The chamber’s annual meeting will be March 28 at Greenbrier Junior High School’s cafetorium. At the event, the community and business awards will be presented.

“We’re hoping to make it an even bigger deal, not just a plaque on the wall,” she said.

The chamber also sponsors the Christmas parade, a back-to-school breakfast for teachers and a golf tournament to fund student scholarships.

The Greenbrier School District is the city’s largest employer, Parks said, and the chamber appreciates the teachers and staff, who do so much for the community.

“I just talked to a Realtors group last week, and I did some research. Greenbrier High School was ranked by The Washington Post as one of the 10 most challenging schools,” she said.

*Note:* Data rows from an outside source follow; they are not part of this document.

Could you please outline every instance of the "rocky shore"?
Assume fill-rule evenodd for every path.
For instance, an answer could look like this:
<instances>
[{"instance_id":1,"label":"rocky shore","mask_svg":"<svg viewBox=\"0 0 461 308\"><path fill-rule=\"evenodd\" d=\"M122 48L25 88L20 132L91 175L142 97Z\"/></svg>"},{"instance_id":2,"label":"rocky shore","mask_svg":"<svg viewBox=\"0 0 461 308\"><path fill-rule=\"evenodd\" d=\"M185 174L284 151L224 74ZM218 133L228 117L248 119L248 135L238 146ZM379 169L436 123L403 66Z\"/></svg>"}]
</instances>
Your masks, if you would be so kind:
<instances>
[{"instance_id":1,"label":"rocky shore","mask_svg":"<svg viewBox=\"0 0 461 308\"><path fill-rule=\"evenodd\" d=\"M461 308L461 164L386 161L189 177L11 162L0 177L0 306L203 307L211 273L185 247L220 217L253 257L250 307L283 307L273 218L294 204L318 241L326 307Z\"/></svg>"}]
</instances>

Parks takes on every challenge, even though she has one of her own — lupus. She was diagnosed with the disease when she was 18 and goes to a doctor in Chicago once a year.

“We’ve gotten it very well controlled. Most days, it really doesn’t impact me,” she said.

Parks’ parents and sister now live in Greenbrier, and she said being around them has “reactivated” her Northern accent.

Don’t call her a Yankee, though. She’s a Cubs fan, remember.

More than that, though, she’s a Greenbrier fan.